If $E$ is an elliptic curve over $K$, then we give the set $E(K)$ of all $K$-rational points on $E$ the structure of abelian group with identity element $\O$. If we embed $E$ in the projective plane, then this group is determined by the condition that three points sum to the zero element $\O$ if and only if they lie on a common line. See Figure 10.1.3 for an example, in which $(0,2)$ and $(1,0)$ add to $(3,4)$ in the group law.

Figure 10.1.3: The Group Law: $(1,0)+(0,2)=(3,4)$ on $y^2=x^3-5x+4$

That the above condition defines an abelian group structure on $E(K)$ is not obvious (the trickiest part is seeing that the operation is associative). The best way to understand the group operation on $E(K)$ is to view $E(K)$ as a class group, very similar to class groups of number fields. Let $\Div (E/K)$ be the free abelian group on the points of $E$, which is analogous to the group of fractional ideals of a number field. We call the elements of $\Div (E/K)$ divisors. Let $\Pic (E/K)$ be the quotient of $\Div (E/K)$ by the principal divisors, i.e., the divisors associted to rational functions $f\in K(E)^*$ via

$$f \mapsto (f) = \sum_{P} \ord _P(f) [P].$$

Note that the principal divisor associated to $f$ is analogous to the principal fractional ideal associated to a nonzero element of a number field. The definition of $\ord _P(f)$ is analogous to the ``power of $P$ that divides the principal ideal generated by $f$''. Define the class group $\Pic (E/K)$ to be the quotient of the divisors by the principal divisors, so we have an exact sequence:

$$0\to K(E)^*/K^* \to \Div (E/K) \to \Pic (E/K) \to 0.$$

A key difference between elliptic curves and algebraic number fields is that the principal divisors in the context of elliptic curves all have degree 0, i.e., the sum of the coefficients of the divisor $(f)$ is always 0. This might be a familiar fact to you: the number of zeros of a nonzero rational function on a projective curve equals the number of poles, counted with multiplicity. If we let $\Div ^0(E/K)$ denote the subgroup of divisors of degree 0, then we have an exact sequence

$$0\to K(E)^*/K^* \to \Div ^0(E/K) \to \Pic ^0(E/K) \to 0.$$

To connect this with the group law on $E(K)$, note that there is a natural map

$$E(K) \to \Pic ^0(E/K), \qquad P \mapsto [P-\O].$$

Using the Riemann-Roch theorem, one can prove that this map is a bijection, which is moreover an isomorphism of abelian groups. Thus really when we discuss the group of $K$-rational points on an $E$, we are talking about the class group $\Pic ^0(E/K)$.

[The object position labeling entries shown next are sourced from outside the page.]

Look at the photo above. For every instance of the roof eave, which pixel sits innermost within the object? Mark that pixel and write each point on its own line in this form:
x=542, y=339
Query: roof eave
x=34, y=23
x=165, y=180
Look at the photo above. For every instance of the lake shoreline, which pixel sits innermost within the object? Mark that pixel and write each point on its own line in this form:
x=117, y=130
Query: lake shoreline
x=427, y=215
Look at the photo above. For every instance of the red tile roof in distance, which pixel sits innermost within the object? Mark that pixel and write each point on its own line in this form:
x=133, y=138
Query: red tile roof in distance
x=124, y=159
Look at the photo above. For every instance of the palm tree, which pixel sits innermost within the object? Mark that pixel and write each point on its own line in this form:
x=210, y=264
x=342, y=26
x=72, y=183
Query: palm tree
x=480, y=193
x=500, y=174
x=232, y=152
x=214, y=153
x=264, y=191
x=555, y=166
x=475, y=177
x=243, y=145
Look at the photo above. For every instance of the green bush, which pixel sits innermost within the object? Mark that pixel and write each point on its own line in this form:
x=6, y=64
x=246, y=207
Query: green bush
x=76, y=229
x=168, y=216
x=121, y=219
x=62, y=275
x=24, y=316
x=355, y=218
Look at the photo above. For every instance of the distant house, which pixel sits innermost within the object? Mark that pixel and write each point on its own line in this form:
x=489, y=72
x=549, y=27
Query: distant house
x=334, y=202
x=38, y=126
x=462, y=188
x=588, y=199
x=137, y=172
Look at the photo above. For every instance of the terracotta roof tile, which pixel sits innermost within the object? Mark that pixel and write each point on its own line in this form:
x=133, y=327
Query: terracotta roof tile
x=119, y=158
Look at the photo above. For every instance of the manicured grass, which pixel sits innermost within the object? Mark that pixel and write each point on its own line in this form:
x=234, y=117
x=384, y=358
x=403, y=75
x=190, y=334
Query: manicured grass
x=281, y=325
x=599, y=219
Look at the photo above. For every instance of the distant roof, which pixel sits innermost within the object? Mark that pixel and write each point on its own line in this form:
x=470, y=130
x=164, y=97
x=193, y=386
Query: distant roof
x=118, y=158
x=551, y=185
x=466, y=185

Recall that we proved (Theorem 7.1.2) that the class group $\Cl (\O_K)$ of a number field is finite. The group $\Pic ^0(E/K) =E(K)$ of an elliptic curve can be either finite (e.g., for $y^2 + y = x^3 - x + 1$) or infinite (e.g., for $y^2 + y = x^3 - x$), and determining which is the case for any particular curve is one of the central unsolved problems in number theory.

Also, if $L/K$ is an arbitrary extension of fields, and $E$ is an elliptic curve over $K$, then there is a natural inclusion homomorphism $E(K)\hookrightarrow E(L)$. Thus instead of just obtaining one group attached to an elliptic curve, we obtain a whole collection, one for each extension of $L$. Even more generally, if $S/K$ is an arbitrary scheme, then $E(S)$ is a group, and the association $S\mapsto E(S)$ defines a functor from the category of schemes to the category of groups.